For these reasons, when we first encountered Akita, we were excited that it might fulfill these drop-in requirements. Akita passively watches API traffic via an agent, which means that one should theoretically be able to drop Akita into any system without needing to change any code or include any libraries. Akita also automatically models the API traffic in order to make it so developers don’t have to put any annotations in the code—and to produce higher-level, easier-to-digest summaries of what is going on with APIs.
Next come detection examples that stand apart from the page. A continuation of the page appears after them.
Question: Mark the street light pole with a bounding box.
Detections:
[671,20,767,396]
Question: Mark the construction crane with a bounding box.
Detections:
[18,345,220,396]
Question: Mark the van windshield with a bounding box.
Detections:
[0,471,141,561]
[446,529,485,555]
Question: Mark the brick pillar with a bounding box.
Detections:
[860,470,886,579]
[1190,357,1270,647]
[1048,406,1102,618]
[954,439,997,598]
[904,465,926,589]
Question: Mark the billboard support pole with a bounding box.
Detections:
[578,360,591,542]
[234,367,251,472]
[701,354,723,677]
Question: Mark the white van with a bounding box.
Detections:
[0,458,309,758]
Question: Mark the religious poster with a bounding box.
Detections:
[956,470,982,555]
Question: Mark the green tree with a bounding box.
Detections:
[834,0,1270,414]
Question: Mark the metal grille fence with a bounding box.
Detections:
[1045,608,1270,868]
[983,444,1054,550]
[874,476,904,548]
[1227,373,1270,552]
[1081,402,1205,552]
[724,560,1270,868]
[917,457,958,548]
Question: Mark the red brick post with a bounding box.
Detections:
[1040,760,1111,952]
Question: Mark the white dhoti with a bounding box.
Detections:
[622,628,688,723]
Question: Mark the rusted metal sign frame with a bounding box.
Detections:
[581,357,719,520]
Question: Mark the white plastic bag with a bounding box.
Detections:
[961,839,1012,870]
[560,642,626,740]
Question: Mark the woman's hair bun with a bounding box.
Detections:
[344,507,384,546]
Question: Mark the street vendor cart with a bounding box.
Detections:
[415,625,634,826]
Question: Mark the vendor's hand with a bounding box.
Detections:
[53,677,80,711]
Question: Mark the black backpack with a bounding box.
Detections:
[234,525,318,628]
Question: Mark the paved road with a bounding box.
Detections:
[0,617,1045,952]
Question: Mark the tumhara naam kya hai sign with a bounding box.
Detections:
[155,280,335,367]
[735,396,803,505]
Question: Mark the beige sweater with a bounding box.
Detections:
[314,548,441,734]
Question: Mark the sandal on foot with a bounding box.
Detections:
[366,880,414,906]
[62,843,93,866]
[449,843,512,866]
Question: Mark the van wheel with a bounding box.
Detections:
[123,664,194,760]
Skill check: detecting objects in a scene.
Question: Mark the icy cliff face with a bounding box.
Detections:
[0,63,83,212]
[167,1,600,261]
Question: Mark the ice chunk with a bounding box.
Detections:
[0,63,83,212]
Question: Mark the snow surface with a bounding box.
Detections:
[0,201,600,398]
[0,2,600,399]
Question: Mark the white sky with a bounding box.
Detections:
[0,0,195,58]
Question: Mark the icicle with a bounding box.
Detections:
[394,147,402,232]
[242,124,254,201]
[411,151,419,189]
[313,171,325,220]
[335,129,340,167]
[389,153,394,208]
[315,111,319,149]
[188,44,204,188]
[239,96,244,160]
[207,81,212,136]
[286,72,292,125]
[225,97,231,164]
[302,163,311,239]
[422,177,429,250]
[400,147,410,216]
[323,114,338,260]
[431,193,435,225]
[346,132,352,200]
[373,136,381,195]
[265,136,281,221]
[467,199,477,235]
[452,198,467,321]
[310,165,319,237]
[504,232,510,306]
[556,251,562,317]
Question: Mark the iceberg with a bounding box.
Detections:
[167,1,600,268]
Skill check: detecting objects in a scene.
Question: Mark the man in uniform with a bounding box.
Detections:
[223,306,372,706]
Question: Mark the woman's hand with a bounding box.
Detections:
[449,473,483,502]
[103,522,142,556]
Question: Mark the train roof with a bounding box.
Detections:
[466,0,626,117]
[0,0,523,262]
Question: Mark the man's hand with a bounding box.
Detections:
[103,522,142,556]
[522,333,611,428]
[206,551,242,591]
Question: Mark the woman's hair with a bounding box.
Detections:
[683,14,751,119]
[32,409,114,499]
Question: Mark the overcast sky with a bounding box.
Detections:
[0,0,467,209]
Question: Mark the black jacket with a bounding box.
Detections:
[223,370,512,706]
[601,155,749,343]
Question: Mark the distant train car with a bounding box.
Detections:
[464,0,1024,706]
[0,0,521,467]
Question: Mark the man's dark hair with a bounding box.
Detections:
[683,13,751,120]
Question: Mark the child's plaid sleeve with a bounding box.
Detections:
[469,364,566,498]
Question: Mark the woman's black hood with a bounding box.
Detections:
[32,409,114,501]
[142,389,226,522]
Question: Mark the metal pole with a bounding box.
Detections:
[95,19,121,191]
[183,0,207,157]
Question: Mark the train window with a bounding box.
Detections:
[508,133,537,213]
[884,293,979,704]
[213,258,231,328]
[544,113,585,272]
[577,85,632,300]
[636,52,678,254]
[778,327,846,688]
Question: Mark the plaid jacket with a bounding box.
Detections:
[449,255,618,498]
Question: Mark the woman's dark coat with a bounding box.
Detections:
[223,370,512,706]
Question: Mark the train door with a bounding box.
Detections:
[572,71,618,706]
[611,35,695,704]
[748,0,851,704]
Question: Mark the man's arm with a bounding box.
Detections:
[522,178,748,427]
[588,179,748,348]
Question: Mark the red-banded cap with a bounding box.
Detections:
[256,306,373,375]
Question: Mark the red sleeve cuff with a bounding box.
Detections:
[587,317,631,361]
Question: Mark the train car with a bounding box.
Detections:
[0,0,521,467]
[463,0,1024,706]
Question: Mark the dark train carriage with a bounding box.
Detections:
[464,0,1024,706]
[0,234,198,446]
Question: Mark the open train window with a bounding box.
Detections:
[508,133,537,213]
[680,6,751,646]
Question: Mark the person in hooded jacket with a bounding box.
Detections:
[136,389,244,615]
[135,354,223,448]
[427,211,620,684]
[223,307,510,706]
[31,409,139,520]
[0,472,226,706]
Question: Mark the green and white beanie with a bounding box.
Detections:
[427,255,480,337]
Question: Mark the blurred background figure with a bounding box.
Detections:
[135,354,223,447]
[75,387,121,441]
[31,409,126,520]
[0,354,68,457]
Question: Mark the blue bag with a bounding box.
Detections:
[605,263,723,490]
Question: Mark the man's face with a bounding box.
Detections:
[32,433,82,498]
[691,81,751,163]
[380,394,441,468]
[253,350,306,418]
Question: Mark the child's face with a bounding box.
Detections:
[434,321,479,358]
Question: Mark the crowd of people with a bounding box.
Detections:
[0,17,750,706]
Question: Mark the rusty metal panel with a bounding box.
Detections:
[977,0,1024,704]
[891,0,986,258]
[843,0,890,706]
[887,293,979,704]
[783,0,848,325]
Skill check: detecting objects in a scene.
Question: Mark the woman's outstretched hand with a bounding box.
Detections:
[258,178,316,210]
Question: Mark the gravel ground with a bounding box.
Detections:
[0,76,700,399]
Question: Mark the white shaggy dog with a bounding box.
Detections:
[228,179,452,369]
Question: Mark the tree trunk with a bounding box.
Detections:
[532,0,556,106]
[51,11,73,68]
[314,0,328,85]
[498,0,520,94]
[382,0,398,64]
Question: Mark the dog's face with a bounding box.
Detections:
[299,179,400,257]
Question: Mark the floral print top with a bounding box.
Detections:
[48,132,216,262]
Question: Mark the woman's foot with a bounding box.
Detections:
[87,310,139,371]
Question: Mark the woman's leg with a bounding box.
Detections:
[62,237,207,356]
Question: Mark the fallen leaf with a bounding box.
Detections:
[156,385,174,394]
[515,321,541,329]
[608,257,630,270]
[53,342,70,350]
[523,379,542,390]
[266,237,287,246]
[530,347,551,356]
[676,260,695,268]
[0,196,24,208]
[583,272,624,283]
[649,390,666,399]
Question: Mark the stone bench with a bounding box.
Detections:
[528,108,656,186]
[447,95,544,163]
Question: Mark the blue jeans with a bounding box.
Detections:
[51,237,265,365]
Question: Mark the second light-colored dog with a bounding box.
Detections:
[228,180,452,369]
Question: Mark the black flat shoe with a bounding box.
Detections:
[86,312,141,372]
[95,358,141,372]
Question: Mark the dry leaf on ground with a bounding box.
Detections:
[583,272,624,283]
Many tools claim to be easy to install. These last couple of months, my colleagues and I put Akita to the test.

Our Akita setup

After initially trying Akita out on test traffic, I started getting set up to try Akita in production. Because Akita works by automatically watching traffic, integration simply means running the container alongside our production containers where they can observe traffic, and there is no code to integrate. There is a tradeoff of engineering time for production resources: the overhead hasn’t been significant for us, as the Akita agent doesn’t run in the data path, but the Akita agent does have CPU and memory requirements to run.

Here’s how our production deployment works. Our canary takes on about a one hundredth of production traffic, and because Flickr is at scale that's still plenty to get a good sampling of traffic. Traffic is split randomly across the production and canary clusters, making the canary for all intents and purposes a normal production environment. Deploys hit the canary first so if things go sideways there we can respond before widespread user impact. Our goal was to run Akita on canary deployments to get a quick overview of our deploys.  

To set up Akita, most of the bottlenecks turned out to be administrative rather than technical. 

This almost feels anticlimactic (and it should; that's the whole point!) but after the plugin was written and we showed that we could get useful specifications, this is what happened on our side:

  1. My colleague Nick Scheiblauer wrote a project requirements doc detailing the work and the potential risks and rewards.
  2. Thus commenced a lot of meetings.
  3. Integrating Akita was simply a matter of following the instructions, along with  a minor refactor of our config to factor out canary from production.
  4. We spent a couple of weeks adjusting Akita’s rate limiting to meet scale demands.

DONE.

One of our major takeaways here is that adding a container to the environment is a lot less effort than instrumenting endless amounts of code. As I mentioned, AWS X-Ray did not have a PHP solution when we adopted it, so we needed to cobble together our own solution. Akita was a lot more straightforward than that. In practice, because teams are often a mix of application developers and systems engineers, any task that can be entirely done by a systems engineer is intrinsically easier than a task requiring a handoff. One person doing something within their wheelhouse is fast: and that's how the Akita integration went down.

Now that it's integrated, it's clear how valuable this technique is. We’ve already gotten benefit out of Akita’s continuously generated API maps and it’s been helping us modernize our architecture. The best part is that API maps and per-endpoint metrics stay up-to-date as we add new code, without us having to do anything.

Flickr's API model page with Akita.
Flickr's Metrics and Errors page with Akita.

Engineering availability is the most difficult constraint to overcome, even on large teams. A tool that makes engineers more effective, but costs a ton of engineering time to set up, can be really self-defeating. Yeah, it could be worth it in the long run. But the short run matters too!